In the face of high and persistent inflation, recession risks, and now a looming insolvency crisis in the financial sector, central banks like the US Federal Reserve are facing a trilemma. Unable to fight inflation and provide liquidity support simultaneously, the only solution is a severe recession – and thus a broader debt crisis.

NEW YORK – In January 2022, when yields on US ten-year Treasury bonds were still roughly 1% and those on German Bunds were -0.5%, I warned that inflation would be bad for both stocks and bonds. Higher inflation would lead to higher bond yields, which in turn would hurt stocks as the discount factor for dividends rose. But, at the same time, higher yields on “safe” bonds would imply a fall in their price, too, owing to the inverse relationship between yields and bond prices.

This basic principle – known as “duration risk” – seems to have been lost on many bankers, fixed-income investors, and bank regulators. As rising inflation in 2022 led to higher bond yields, ten-year Treasuries lost more value (-20%) than the S&P 500 (-15%), and anyone with long-duration fixed-income assets denominated in dollars or euros was left holding the bag. The consequences for these investors have been severe. By the end of 2022, US banks’ unrealized losses on securities had reached $620 billion, about 28% of their total capital ($2.2 trillion).

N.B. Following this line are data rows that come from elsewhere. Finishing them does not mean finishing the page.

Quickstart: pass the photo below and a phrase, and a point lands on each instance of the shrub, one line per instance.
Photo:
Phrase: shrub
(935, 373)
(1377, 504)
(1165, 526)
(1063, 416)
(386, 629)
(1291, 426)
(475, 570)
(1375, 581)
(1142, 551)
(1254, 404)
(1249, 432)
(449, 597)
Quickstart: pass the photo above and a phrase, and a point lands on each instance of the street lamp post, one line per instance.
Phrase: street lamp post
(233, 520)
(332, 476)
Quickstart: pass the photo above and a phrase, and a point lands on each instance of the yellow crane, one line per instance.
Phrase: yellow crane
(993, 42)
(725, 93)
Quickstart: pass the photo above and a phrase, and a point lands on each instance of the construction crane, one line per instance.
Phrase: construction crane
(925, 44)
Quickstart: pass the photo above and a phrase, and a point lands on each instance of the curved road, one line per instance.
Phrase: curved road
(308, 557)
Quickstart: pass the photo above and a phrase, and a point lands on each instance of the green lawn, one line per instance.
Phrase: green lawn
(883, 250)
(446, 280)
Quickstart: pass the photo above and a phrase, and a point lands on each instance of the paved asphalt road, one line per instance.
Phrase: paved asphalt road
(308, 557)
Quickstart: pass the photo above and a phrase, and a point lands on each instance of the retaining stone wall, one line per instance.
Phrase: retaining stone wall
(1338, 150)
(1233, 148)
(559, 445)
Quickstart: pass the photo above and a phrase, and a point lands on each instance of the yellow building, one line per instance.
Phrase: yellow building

Making matters worse, higher interest rates have reduced the market value of banks’ other assets as well. If you make a ten-year bank loan when long-term interest rates are 1%, and those rates then rise to 3.5%, the true value of that loan (what someone else in the market would pay you for it) will fall. Accounting for this implies that US banks’ unrealized losses actually amount to $1.75 trillion, or 80% of their capital.